We know she has lower O2 sats but you sure would not know by looking at her. Yes, she is more blue but if you are not looking for the blueness you just might not notice. I see the blueness, her doctors see the blueness but most people do not notice as she is generally moving too fast for anyone to see anything but a blur. She is climbing on top of everything and into everything. She runs, jumps, turns in circles, stands on her head, does forward rolls and with nary a huff, puff or wheeze. She keeps up with her brothers and is beginning to give up naps completely (again). Her cardiologist is on board with us that the 24/7 oxygen does not really seem to work. She needs the O2 at night but during the day her sats are low and the O2 does not really bring them up. She should not be this active and tolerant with the lower sats if she truly is not tolerating the Fontan.

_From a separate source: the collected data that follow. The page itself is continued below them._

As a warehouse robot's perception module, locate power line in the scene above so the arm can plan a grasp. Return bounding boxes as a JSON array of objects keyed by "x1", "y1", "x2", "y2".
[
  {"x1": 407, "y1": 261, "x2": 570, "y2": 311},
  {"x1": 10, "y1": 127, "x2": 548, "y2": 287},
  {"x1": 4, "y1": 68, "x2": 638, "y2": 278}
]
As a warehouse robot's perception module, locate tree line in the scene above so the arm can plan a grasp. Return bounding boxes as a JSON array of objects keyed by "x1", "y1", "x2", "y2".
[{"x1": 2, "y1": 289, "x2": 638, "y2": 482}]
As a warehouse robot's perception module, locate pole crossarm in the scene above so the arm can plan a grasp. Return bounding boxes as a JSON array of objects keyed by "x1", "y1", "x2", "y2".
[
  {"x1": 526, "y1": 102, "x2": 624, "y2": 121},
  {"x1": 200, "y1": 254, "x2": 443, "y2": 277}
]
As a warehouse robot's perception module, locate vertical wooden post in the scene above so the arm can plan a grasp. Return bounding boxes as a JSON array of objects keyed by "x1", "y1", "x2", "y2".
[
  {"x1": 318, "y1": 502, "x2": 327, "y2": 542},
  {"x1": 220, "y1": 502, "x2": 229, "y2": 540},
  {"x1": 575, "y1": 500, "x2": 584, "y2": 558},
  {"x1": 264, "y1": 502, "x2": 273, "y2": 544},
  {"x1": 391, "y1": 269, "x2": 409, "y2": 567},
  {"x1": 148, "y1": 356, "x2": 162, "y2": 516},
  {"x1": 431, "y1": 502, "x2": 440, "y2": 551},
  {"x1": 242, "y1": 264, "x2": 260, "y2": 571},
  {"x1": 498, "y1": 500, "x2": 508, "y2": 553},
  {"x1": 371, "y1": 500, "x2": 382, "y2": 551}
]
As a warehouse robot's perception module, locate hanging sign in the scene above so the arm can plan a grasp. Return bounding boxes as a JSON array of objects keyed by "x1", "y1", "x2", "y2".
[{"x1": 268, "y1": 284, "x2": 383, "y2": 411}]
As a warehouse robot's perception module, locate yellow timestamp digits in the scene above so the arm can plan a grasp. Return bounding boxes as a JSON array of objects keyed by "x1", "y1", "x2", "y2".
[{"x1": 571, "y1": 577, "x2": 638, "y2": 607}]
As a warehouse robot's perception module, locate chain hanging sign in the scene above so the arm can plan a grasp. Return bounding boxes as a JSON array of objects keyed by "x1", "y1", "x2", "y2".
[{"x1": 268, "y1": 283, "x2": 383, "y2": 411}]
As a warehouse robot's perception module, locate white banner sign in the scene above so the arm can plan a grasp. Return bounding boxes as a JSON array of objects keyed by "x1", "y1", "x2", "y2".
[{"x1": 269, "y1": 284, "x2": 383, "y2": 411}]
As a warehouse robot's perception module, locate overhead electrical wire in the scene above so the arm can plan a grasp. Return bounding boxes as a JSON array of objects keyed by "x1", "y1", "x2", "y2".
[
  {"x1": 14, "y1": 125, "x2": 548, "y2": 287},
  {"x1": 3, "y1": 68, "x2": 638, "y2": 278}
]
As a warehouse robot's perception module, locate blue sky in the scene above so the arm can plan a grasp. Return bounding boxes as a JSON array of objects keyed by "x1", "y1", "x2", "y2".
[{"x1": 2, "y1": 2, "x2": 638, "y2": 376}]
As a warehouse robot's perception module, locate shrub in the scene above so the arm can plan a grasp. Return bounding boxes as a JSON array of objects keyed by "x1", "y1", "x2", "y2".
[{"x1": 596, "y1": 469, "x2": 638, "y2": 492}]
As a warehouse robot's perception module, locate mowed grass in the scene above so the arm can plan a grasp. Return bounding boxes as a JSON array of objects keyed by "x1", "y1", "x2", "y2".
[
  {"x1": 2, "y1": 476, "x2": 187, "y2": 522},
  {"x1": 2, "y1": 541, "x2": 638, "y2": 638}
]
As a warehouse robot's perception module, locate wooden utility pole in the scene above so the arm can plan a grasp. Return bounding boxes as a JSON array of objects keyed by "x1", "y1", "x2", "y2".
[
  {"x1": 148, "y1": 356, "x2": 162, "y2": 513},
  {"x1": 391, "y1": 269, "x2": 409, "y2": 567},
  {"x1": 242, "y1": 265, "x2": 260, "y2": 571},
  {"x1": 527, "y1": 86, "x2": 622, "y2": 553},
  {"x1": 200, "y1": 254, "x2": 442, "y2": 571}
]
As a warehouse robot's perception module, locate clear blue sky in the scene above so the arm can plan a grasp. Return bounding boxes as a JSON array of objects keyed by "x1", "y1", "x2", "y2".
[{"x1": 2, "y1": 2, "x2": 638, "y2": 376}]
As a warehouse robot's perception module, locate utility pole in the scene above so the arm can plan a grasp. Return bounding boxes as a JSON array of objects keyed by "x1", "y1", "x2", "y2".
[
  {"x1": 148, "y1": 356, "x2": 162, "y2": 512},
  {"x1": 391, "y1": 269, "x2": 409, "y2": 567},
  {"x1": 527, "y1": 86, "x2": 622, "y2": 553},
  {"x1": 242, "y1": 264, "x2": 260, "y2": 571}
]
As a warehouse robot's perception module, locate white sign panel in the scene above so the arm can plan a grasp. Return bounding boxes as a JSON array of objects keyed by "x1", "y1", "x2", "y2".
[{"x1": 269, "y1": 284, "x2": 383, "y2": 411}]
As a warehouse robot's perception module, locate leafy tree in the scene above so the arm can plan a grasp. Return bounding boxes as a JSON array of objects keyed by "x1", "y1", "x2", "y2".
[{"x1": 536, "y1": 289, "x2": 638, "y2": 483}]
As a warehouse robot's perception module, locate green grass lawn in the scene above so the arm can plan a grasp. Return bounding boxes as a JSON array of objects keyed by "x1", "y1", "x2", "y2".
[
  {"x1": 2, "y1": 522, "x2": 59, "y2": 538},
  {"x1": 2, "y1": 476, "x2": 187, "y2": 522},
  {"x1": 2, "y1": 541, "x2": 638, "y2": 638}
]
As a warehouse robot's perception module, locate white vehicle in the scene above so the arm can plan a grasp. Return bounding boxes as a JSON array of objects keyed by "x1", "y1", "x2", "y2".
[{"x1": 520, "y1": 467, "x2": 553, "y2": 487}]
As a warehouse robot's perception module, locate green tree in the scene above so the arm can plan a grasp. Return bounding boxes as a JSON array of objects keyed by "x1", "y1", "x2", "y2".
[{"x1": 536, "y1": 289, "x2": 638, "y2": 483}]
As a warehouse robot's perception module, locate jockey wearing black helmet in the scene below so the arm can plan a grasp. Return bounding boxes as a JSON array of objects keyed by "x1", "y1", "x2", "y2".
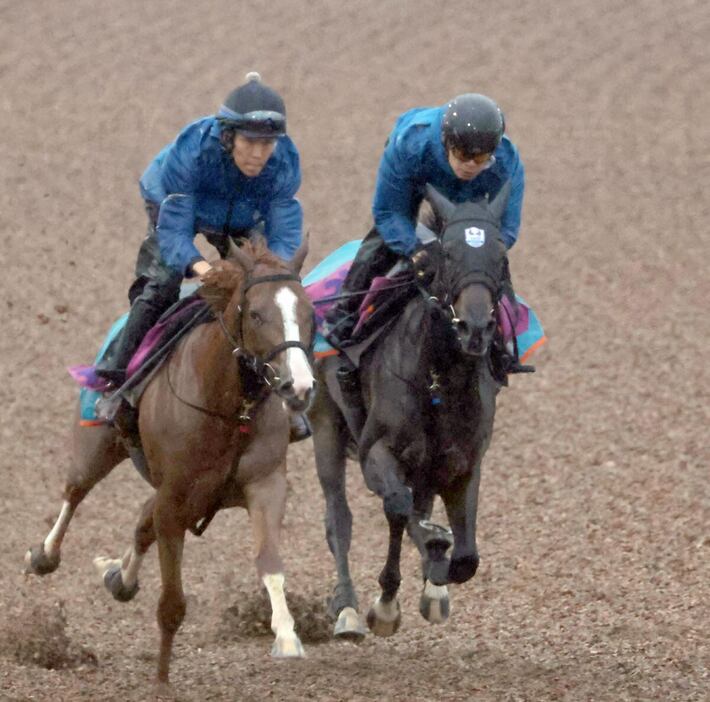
[
  {"x1": 325, "y1": 93, "x2": 525, "y2": 380},
  {"x1": 96, "y1": 72, "x2": 312, "y2": 446}
]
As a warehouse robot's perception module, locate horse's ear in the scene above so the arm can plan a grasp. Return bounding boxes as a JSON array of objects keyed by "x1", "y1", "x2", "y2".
[
  {"x1": 288, "y1": 232, "x2": 311, "y2": 275},
  {"x1": 227, "y1": 237, "x2": 254, "y2": 273},
  {"x1": 197, "y1": 261, "x2": 242, "y2": 312},
  {"x1": 424, "y1": 183, "x2": 456, "y2": 221}
]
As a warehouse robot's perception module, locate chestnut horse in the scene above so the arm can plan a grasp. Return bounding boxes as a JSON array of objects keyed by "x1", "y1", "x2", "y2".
[{"x1": 25, "y1": 239, "x2": 314, "y2": 689}]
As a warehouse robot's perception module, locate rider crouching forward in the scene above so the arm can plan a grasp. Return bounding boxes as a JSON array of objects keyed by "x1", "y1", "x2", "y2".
[
  {"x1": 325, "y1": 93, "x2": 525, "y2": 380},
  {"x1": 97, "y1": 73, "x2": 309, "y2": 446}
]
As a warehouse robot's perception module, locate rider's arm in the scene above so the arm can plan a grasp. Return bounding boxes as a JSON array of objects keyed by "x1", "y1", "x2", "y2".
[
  {"x1": 501, "y1": 149, "x2": 525, "y2": 249},
  {"x1": 372, "y1": 139, "x2": 419, "y2": 256},
  {"x1": 157, "y1": 132, "x2": 204, "y2": 277},
  {"x1": 264, "y1": 147, "x2": 303, "y2": 261}
]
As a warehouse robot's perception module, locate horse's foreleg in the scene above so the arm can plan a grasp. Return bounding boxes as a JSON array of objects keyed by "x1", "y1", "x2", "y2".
[
  {"x1": 363, "y1": 440, "x2": 412, "y2": 636},
  {"x1": 312, "y1": 389, "x2": 366, "y2": 640},
  {"x1": 441, "y1": 461, "x2": 481, "y2": 583},
  {"x1": 244, "y1": 470, "x2": 305, "y2": 658},
  {"x1": 94, "y1": 495, "x2": 155, "y2": 602},
  {"x1": 25, "y1": 413, "x2": 127, "y2": 575},
  {"x1": 153, "y1": 493, "x2": 185, "y2": 689}
]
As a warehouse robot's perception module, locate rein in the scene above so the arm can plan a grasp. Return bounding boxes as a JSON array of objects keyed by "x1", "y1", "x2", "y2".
[{"x1": 311, "y1": 280, "x2": 412, "y2": 305}]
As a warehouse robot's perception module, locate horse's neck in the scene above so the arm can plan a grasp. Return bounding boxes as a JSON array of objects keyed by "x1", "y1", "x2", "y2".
[{"x1": 181, "y1": 322, "x2": 242, "y2": 412}]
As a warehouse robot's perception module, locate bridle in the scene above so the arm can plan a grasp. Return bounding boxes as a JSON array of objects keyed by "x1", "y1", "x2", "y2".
[{"x1": 167, "y1": 273, "x2": 312, "y2": 424}]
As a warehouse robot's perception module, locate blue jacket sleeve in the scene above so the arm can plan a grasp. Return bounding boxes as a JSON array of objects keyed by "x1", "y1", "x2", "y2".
[
  {"x1": 157, "y1": 133, "x2": 202, "y2": 276},
  {"x1": 264, "y1": 170, "x2": 303, "y2": 261},
  {"x1": 501, "y1": 152, "x2": 525, "y2": 249},
  {"x1": 372, "y1": 138, "x2": 417, "y2": 256}
]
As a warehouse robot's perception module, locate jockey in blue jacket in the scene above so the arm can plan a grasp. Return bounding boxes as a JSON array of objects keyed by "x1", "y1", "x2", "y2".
[
  {"x1": 326, "y1": 93, "x2": 525, "y2": 380},
  {"x1": 96, "y1": 73, "x2": 312, "y2": 442}
]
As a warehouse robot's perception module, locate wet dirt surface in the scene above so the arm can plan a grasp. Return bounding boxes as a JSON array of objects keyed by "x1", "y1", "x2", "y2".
[{"x1": 0, "y1": 0, "x2": 710, "y2": 702}]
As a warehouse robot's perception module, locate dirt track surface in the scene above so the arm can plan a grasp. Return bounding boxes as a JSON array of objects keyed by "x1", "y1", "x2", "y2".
[{"x1": 0, "y1": 0, "x2": 710, "y2": 702}]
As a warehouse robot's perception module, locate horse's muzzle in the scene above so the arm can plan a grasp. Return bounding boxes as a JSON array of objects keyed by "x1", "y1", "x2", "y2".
[{"x1": 274, "y1": 380, "x2": 315, "y2": 412}]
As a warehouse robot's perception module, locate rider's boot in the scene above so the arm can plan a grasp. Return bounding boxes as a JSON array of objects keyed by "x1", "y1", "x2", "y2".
[{"x1": 323, "y1": 227, "x2": 400, "y2": 349}]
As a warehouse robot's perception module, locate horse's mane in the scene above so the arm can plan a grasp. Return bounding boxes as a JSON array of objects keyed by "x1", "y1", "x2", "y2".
[{"x1": 198, "y1": 234, "x2": 288, "y2": 314}]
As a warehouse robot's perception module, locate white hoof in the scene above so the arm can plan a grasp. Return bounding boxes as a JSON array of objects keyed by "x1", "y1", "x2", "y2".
[
  {"x1": 94, "y1": 556, "x2": 122, "y2": 578},
  {"x1": 271, "y1": 634, "x2": 306, "y2": 658},
  {"x1": 367, "y1": 597, "x2": 402, "y2": 636},
  {"x1": 333, "y1": 607, "x2": 367, "y2": 641}
]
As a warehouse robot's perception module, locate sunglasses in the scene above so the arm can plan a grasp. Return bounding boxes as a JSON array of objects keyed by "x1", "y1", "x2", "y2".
[{"x1": 449, "y1": 146, "x2": 493, "y2": 166}]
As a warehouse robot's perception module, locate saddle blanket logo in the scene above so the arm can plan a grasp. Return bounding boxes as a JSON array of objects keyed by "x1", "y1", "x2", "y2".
[{"x1": 464, "y1": 227, "x2": 486, "y2": 249}]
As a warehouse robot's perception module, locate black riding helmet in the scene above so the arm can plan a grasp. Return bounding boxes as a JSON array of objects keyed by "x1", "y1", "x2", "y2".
[
  {"x1": 217, "y1": 72, "x2": 286, "y2": 139},
  {"x1": 441, "y1": 93, "x2": 505, "y2": 156}
]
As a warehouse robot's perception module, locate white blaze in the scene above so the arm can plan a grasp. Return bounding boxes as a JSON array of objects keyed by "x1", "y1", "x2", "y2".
[{"x1": 276, "y1": 288, "x2": 315, "y2": 397}]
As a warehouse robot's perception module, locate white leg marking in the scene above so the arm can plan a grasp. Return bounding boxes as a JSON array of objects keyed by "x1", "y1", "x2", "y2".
[
  {"x1": 121, "y1": 546, "x2": 143, "y2": 590},
  {"x1": 44, "y1": 500, "x2": 71, "y2": 556},
  {"x1": 262, "y1": 573, "x2": 304, "y2": 658},
  {"x1": 424, "y1": 580, "x2": 449, "y2": 624},
  {"x1": 276, "y1": 288, "x2": 315, "y2": 399},
  {"x1": 424, "y1": 580, "x2": 449, "y2": 600},
  {"x1": 94, "y1": 546, "x2": 143, "y2": 590}
]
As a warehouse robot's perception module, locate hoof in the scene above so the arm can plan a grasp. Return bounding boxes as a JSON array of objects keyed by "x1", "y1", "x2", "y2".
[
  {"x1": 419, "y1": 582, "x2": 449, "y2": 624},
  {"x1": 94, "y1": 558, "x2": 140, "y2": 602},
  {"x1": 367, "y1": 600, "x2": 402, "y2": 636},
  {"x1": 271, "y1": 634, "x2": 306, "y2": 658},
  {"x1": 333, "y1": 607, "x2": 367, "y2": 643},
  {"x1": 25, "y1": 544, "x2": 59, "y2": 575}
]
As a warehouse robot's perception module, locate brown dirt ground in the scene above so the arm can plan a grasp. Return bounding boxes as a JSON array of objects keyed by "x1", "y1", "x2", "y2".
[{"x1": 0, "y1": 0, "x2": 710, "y2": 702}]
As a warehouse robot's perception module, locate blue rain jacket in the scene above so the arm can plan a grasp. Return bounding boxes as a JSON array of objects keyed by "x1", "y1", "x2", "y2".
[
  {"x1": 372, "y1": 105, "x2": 525, "y2": 256},
  {"x1": 140, "y1": 116, "x2": 303, "y2": 276}
]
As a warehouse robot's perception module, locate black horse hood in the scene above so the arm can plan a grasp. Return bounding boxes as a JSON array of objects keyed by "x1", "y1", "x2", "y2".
[{"x1": 441, "y1": 199, "x2": 506, "y2": 299}]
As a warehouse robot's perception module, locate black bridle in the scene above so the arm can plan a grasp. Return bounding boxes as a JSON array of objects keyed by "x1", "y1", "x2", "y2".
[{"x1": 167, "y1": 273, "x2": 311, "y2": 424}]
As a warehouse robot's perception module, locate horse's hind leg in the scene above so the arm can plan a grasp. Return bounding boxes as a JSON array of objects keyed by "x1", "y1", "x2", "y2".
[
  {"x1": 153, "y1": 491, "x2": 186, "y2": 695},
  {"x1": 244, "y1": 470, "x2": 305, "y2": 658},
  {"x1": 94, "y1": 495, "x2": 155, "y2": 602},
  {"x1": 25, "y1": 409, "x2": 127, "y2": 575},
  {"x1": 312, "y1": 386, "x2": 366, "y2": 640}
]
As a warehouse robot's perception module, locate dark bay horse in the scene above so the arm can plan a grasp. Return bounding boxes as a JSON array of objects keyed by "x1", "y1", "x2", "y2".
[
  {"x1": 310, "y1": 186, "x2": 505, "y2": 638},
  {"x1": 26, "y1": 239, "x2": 314, "y2": 687}
]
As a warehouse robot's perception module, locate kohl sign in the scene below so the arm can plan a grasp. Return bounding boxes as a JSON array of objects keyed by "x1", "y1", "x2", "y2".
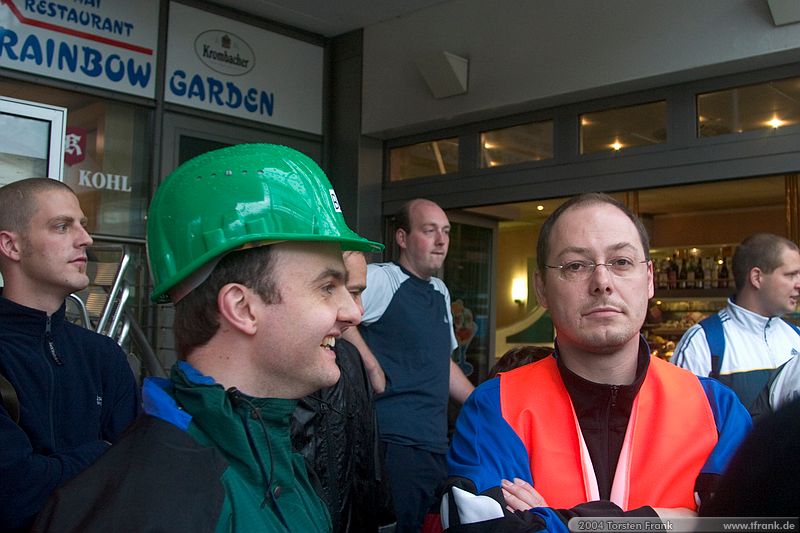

Cognitively C is leaping ahead as well. She has always been on track and age appropriate but took a huge downturn and regressed post Fontan. Those days are fast fading into the past. C receives one hour a week of speech therapy and one hour a week with a medical homebound Pre K teacher. In just one month C has relearned lost skills, like coloring, and is bounding ahead in her speaking. She is using 2 and 3 word combinations now and is beginning to request. C has always understood us and knows what is going on but she has never communicated back with us. Her communication has always been reactionary instead of proactive. She has rarely asked for items or asked to do things but in the last 2 weeks she is really finding her voice. Her requesting is becoming more frequent and consistent. So much so, I am beginning to really consider potty training. All the positive forward movement cognitively makes the neurologist happy. He feels she is doing great and we may get to stop the anti-seizure meds if she keeps doing so well and has no seizure activity. She will have an eeg at her next appointment and the neurologist will make a determination from the eeg.
C continues to need her anti-arrhythmia meds but her rhythm and rate have been controlled very well with the meds. I had a brief moment of panic when I found out C's electrical cardiologist would be leaving the practice. I seriously broke down and cried and questioned why. Then I found out he is only going to Orlando and we can still see him. I was much relieved as I really trust him. He has brought C out of two deadly arrhythmia's and he just knows her so well. Plus, he has plans to get her off the amiodarone, which long term, this medicine will do far more damage than good. He is more aggressive than other EP's and will do whatever he can to get her safely transitioned to another med that has fewer negative side effects.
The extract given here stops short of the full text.